SPUG: XPath on (less-than-perfect) HTML

Tue Dec 8 19:44:17 PST 2009

On Tue, Dec 8, 2009 at 5:43 PM, Michael R. Wolf <MichaelRWolf at att.net> wrote:
>
> Although XML brings to mind 'well-formed' whereas HTML (not XHTML) does not, I guess I'm fortunate to be able to use XPath in the XML-ish packages by using the qw(suppress_errors recover) options to the parser to handle my HTML.  (Aside.  This was the answer to my earlier posting on how to get over the non-well-formed issue.)  I guess I started with XML::LIbXML because I didn't think that XPath would be applicable to non-XML (i.e. HTML).  It appears that findnodes($xpath) works for a $treee (or $doc or $dom) parsed from either package.
>
> Could the only difference be that I've got to be explicit with the XML::LibXML parser about recovering on non-well-formed input while the HTML one already (tacitly) expects non-well-formed.
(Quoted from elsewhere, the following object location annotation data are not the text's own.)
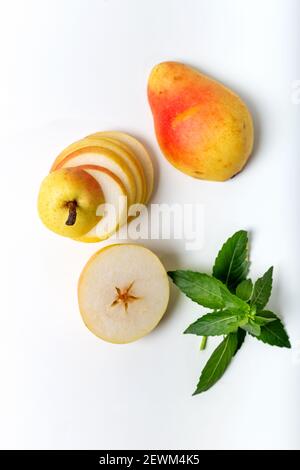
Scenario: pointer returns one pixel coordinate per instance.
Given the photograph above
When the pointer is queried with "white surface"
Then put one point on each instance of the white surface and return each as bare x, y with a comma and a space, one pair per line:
69, 68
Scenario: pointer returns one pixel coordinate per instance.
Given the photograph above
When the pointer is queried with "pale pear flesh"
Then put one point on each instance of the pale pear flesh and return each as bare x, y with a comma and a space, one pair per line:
123, 293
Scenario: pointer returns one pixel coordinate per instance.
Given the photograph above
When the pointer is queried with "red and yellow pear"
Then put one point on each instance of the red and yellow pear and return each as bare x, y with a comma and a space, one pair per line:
203, 128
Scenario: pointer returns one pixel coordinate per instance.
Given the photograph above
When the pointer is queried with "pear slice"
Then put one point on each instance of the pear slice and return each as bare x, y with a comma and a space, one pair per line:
115, 195
123, 293
129, 158
139, 151
95, 155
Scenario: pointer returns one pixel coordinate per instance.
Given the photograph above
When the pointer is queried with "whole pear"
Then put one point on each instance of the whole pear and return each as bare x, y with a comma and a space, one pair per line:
68, 200
202, 127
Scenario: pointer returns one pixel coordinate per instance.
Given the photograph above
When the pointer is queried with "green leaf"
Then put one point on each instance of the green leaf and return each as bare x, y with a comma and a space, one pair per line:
252, 328
244, 289
263, 320
216, 323
262, 290
232, 263
217, 363
240, 334
273, 333
207, 291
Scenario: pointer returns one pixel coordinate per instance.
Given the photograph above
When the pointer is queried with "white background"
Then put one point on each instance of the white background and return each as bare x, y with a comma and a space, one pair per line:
69, 68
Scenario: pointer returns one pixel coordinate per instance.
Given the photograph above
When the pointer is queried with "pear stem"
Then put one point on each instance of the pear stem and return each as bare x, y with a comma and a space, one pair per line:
71, 205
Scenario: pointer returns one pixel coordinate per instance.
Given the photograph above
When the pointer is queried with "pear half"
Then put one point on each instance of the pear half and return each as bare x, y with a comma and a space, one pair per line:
68, 201
138, 150
123, 292
115, 198
129, 158
95, 155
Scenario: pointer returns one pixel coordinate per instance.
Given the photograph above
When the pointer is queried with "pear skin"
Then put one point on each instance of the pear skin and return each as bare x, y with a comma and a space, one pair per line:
68, 202
203, 128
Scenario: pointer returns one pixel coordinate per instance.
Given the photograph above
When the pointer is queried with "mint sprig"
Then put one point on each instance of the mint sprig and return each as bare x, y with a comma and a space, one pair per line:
238, 307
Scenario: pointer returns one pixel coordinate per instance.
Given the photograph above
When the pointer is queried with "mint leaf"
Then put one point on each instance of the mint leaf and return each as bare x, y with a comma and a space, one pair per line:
252, 328
240, 334
207, 291
216, 323
244, 289
217, 363
262, 290
273, 333
259, 320
232, 263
No personal experience, but it's not just about recovering, but
recovering the way a browser would have interpreted the HTML.
>From the TreeBuilder POD:

> HTML is rather harder to parse than people who write it generally suspect.
>
> Here's the problem: HTML is a kind of SGML that permits "minimization"
> and "implication". In short, this means that you don't have to close
> every tag you open (because the opening of a subsequent tag may
> implicitly close it), and if you use a tag that can't occur in the
> context you seem to using it in, under certain conditions the parser
> will be able to realize you mean to leave the current context and enter
> the new one, that being the only one that your code could correctly be
> interpreted in.
>
> Now, this would all work flawlessly and unproblematically if: 1) all
> the rules that both prescribe and describe HTML were (and had been)
> clearly set out, and 2) everyone was aware of these rules and wrote
> their code in compliance to them.
>
> However, it didn't happen that way, and so most HTML pages are
> difficult if not impossible to correctly parse with nearly any set of
> straightforward SGML rules. That's why the internals of HTML::TreeBuilder
> consist of lots and lots of special cases -- instead of being just a
> generic SGML parser with HTML DTD rules plugged in.
> ...
>
> The HTML::TreeBuilder source may seem long and complex, but it is rather
> well commented, and symbol names are generally self-explanatory. (You are
> encouraged to read the Mozilla HTML parser source for comparison.) Some
> of the complexity comes from little-used features, and some of it comes
> from having the HTML tokenizer (HTML::Parser) being a separate module,
> requiring somewhat of a different interface than you'd find in a combined
> tokenizer and tree-builder. But most of the length of the source comes
> from the fact that it's essentially a long list of special cases,
> with lots and lots of sanity-checking, and sanity-recovery -- because,
> as Roseanne Rosannadanna once said, "it's always something".